Ms. Fallon realizes that Kinnin's depression may have deepened when they agreed he would move out temporarily.

"I can't feel guilty about that, because I was protecting myself and my children -- and Peter," she said in the interview, her first extensive public review of that night. Ms. Fallon still professes her love for Kinnin, a well-educated man haunted by depression.

"When he didn't get to the point of depression where he had to drink, he was a very kind man, who was good to my children and very good to me," she said.

"He deserved better," she added. "He deserved the help he needed. I don't think he deserved four bullets in the chest."

Town of Tonawanda police knew
Kinnin pretty well. They went to the house at least 10 times in the last 18 months, responding to his calls for help.

But on the night of Oct. 17, the situation and the outcome were different.

Five days earlier, Kinnin, who had returned to drinking in February after being sober for eight months, and Ms. Fallon had agreed that he needed to move out temporarily, for the sake of both of them and her two children, 15 and 12 years old.

Kinnin started drinking at about 5:30 p.m. He then reached out to his lifelines, three different mental-health counseling services and the police.

He talked to one mental-health agency, on and off, for about 2 1/2 hours.

" 'All they're doing is upsetting me,' " he told Ms. Fallon. " 'All they're doing is making things worse.' "

At about 7 p.m., he reached another agency.

"They told him to get something to eat, take a walk and call them back," she said.

Kinnin then called police, threatening to kill himself.

When they arrived, his fiancee met them outside. She let them into the house, which was completely dark. Turning the lights on as she went, she led the police into the living room, then the bedroom and the kitchen.

Suddenly, Kinnin emerged from the utility room, off the kitchen.

"I said, 'Peter, what are you doing?' "

No reply.

"He came toward them with the knife, slowly," she said. "They had their guns on him, and it was a confrontation. . . . In the beginning, he was jabbing at them but not touching them."

Three times, according to Ms. Fallon, one of the three police officers yelled at Kinnin, "Put the knife down or we'll shoot you."

And then all she can remember are shots being fired into Kinnin's chest.

"After he was shot, he looked up at me and grabbed his heart, and his eyes glazed over," Ms.
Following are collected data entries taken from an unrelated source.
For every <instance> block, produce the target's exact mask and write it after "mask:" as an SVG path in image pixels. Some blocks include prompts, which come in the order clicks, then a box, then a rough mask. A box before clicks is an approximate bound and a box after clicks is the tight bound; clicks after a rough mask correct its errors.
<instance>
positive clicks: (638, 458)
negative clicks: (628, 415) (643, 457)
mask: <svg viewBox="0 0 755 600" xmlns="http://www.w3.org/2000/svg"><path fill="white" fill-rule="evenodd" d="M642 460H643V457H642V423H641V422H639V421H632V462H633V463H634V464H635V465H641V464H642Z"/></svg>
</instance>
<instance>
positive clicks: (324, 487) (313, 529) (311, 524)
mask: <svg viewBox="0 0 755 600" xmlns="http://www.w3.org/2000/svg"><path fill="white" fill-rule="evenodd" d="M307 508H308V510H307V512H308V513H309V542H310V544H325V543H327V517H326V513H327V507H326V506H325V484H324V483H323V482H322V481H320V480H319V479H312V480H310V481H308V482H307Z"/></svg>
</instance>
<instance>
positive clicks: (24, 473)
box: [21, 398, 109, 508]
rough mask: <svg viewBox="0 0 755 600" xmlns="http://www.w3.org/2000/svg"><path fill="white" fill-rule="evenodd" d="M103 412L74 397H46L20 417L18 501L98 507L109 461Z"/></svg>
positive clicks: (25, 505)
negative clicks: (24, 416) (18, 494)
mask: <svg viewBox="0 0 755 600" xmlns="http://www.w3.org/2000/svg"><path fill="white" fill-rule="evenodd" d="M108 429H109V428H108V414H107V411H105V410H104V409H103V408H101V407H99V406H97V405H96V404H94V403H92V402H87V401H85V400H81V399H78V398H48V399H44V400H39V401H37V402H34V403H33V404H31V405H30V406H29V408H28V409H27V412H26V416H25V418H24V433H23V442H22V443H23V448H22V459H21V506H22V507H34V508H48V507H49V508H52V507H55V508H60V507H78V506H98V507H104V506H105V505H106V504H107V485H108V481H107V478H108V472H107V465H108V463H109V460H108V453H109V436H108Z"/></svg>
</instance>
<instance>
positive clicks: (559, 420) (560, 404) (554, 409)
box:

Fallon said.

Police have said that before the shooting, Kinnin slashed one of the officers three times, almost stabbing him in the heart even though it was protected by a bulletproof vest.

Ms. Fallon said she understands that a man with emotional problems, armed with a knife in a dark house, posed a threat. But she questioned why the officers didn't back out of the house or even shoot him in the shoulder or leg to incapacitate him.

"I'm condemning the force they used," she said. "I feel they could have disarmed him somehow. I do not feel he deserved the four bullets in his chest."

Town of Tonawanda Police Chief Samuel M. Palmiere refuses to comment further on the case, until the district attorney's office finishes its investigation. But he did issue a statement Tuesday in response to questions.

"The officers believed that they would be able to assist Mr. Kinnin as they had on other occasions," he said in part. "Unfortunately, his unrelenting attack upon them forced them to use necessary force to protect themselves. We feel that the officers acted properly and had no alternative."

Thomas H. Burton, an attorney representing the police officers, called the shooting tragic but "completely justified."